Condition (A2) For some constant

C \in (0, \infty)

and

0 \leq d < (1 + d) / 2 \leq d^{'} \leq 1

,

\begin{matrix} \max_{i, j} | x_{i j} | & \leq & C, \\ 0 < λ \leq min_{k : | k | \leq m_{n} + | t |} λ_{min} (n^{- 1} H_{n} (β_{0, k})) & \leq & Λ_{m_{n} + | t |} \leq C^{2} {(log p)}^{d}, \end{matrix}

and

Λ_{ζ} = \max_{k : | k | \leq ζ} λ_{\max} (n^{- 1} X_{k}^{⊤} X_{k})

for any integer

ζ > 0

. Furthermore,

‖ β_{0, t} ‖_{2}^{2} = O ({(log p)}^{d})

.

Condition (A2) gives lower and upper bounds of

n^{- 1} H_{n} (β_{0, k})

and

n^{- 1} X_{k}^{⊤} X_{k}

, respectively, where

k

is a large model satisfying

| k | \leq m_{n} + | t |

. The lower bound condition can be regarded as a restricted eigenvalue condition for

ℓ_{0}

-sparse vectors. Restricted eigenvalue conditions are routinely assumed in high-dimensional theory to guarantee some level of curvature of the objective function and are satisfied with high probability for sub-Gaussian design matrices [5]. Similar conditions have also been used in the linear regression literature [18,19,20]. The last assumption in Condition (A2) says that the magnitude of true signals is bounded above

{(log p)}^{d}

up to some constant, which allows the magnitude of signals to increase to infinity.
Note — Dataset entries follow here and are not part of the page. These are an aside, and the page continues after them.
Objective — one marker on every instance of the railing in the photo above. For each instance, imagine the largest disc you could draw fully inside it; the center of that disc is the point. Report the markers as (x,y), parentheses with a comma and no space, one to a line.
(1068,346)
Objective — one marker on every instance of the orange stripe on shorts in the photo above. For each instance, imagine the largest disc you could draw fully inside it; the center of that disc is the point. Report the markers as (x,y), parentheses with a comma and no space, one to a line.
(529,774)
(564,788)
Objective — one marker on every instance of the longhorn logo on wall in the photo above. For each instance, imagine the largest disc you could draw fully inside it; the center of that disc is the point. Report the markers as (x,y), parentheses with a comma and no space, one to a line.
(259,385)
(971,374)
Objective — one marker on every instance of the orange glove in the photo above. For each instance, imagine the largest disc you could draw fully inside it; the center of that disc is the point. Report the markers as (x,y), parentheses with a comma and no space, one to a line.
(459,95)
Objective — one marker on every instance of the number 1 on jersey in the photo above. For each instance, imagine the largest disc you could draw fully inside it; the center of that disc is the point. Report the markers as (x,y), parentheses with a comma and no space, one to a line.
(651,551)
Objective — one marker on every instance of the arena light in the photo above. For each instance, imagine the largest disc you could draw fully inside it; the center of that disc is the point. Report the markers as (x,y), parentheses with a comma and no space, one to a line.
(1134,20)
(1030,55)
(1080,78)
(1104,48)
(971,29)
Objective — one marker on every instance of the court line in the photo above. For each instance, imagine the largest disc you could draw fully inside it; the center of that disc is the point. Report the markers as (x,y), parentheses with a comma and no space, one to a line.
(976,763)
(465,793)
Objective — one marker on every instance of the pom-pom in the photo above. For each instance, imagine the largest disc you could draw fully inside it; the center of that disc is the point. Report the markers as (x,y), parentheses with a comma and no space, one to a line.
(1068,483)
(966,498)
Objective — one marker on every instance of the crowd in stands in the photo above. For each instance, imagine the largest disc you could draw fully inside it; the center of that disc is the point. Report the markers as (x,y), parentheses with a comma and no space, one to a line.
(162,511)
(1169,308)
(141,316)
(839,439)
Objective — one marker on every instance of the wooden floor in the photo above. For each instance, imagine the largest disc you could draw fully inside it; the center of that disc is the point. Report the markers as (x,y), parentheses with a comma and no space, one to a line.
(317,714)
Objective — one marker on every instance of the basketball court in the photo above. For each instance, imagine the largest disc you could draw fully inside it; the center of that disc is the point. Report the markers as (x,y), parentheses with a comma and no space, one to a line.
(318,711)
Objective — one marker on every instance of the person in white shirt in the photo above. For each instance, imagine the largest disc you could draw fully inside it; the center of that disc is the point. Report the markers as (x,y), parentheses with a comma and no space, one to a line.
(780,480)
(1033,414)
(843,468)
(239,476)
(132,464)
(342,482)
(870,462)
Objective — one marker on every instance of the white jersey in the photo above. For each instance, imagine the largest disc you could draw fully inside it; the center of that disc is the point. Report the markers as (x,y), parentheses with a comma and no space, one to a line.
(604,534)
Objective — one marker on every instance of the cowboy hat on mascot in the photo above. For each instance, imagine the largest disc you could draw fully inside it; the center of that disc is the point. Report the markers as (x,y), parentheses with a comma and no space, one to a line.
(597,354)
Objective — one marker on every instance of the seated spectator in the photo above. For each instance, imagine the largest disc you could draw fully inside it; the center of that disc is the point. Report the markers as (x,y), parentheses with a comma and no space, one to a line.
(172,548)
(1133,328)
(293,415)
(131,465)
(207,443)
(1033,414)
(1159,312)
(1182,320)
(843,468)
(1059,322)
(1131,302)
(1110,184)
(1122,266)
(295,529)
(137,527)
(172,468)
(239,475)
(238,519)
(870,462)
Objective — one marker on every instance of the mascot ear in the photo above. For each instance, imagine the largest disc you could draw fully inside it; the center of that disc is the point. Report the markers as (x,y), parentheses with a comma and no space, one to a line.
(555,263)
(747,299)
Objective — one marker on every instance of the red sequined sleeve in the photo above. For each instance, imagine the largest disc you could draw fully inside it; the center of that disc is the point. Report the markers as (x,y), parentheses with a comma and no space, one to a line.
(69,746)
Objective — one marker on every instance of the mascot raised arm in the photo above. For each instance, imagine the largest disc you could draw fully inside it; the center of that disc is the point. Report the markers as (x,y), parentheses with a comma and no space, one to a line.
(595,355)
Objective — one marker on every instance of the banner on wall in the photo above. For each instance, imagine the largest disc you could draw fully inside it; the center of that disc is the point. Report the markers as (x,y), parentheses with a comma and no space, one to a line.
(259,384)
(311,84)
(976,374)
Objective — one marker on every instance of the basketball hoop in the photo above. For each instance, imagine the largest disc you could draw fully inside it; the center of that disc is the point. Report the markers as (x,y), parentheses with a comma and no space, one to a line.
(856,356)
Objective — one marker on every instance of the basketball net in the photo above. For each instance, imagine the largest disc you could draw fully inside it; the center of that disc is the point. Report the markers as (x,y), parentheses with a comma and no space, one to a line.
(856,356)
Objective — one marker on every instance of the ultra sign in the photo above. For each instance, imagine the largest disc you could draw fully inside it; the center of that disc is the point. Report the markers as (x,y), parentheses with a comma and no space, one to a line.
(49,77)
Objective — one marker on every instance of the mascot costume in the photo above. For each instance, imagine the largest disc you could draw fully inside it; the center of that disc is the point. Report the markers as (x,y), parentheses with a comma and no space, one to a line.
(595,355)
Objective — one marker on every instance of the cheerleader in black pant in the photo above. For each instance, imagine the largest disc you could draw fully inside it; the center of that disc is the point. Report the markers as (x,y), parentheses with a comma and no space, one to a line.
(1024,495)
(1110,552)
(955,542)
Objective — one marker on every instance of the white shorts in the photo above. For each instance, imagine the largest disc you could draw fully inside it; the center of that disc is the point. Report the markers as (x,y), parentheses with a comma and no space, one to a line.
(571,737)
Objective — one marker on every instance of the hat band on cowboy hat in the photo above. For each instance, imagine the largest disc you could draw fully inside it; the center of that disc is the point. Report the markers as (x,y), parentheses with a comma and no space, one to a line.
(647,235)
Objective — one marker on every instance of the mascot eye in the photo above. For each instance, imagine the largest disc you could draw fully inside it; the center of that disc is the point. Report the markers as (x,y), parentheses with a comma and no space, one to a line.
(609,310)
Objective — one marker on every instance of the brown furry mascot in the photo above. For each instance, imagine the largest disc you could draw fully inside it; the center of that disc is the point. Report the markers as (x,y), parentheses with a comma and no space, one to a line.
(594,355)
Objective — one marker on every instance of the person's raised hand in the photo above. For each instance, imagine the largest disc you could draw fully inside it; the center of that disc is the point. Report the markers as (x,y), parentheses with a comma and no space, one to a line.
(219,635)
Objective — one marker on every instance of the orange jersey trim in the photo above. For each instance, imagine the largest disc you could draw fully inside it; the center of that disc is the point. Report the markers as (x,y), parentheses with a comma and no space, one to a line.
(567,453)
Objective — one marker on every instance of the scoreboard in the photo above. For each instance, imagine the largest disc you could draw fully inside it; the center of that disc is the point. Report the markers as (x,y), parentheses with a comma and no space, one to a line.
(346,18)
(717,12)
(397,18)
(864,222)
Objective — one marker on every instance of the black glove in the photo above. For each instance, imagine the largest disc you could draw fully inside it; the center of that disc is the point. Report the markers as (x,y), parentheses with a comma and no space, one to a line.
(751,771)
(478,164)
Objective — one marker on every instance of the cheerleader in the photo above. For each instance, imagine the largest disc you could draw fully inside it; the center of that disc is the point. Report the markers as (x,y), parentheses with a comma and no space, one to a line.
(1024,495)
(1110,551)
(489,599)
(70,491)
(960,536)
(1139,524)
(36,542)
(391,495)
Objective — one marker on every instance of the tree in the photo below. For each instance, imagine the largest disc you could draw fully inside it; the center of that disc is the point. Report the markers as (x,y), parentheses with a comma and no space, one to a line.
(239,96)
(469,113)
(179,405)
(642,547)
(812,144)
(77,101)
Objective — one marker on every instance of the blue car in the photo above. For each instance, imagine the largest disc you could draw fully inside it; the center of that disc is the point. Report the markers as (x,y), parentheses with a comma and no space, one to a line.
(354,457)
Condition (A3) For some constant

c_{0} > 0

,

\begin{matrix} min_{j \in t} β_{0, j}^{2} & \geq & c_{0} (\frac{| t | Λ_{| t |} log p}{n} \lor \frac{1}{log p}) . \end{matrix}

(9)

Condition (A3) gives a lower bound for nonzero signals, which is called the beta-min condition. In general, this type of condition is necessary for catching every nonzero signal. Please note that due to Conditions (A1) and (A2), the right-hand side of (9) decreases to zero as

n \to \infty

. Thus, it allows the smallest nonzero coefficients to tend to zero as we observe more data.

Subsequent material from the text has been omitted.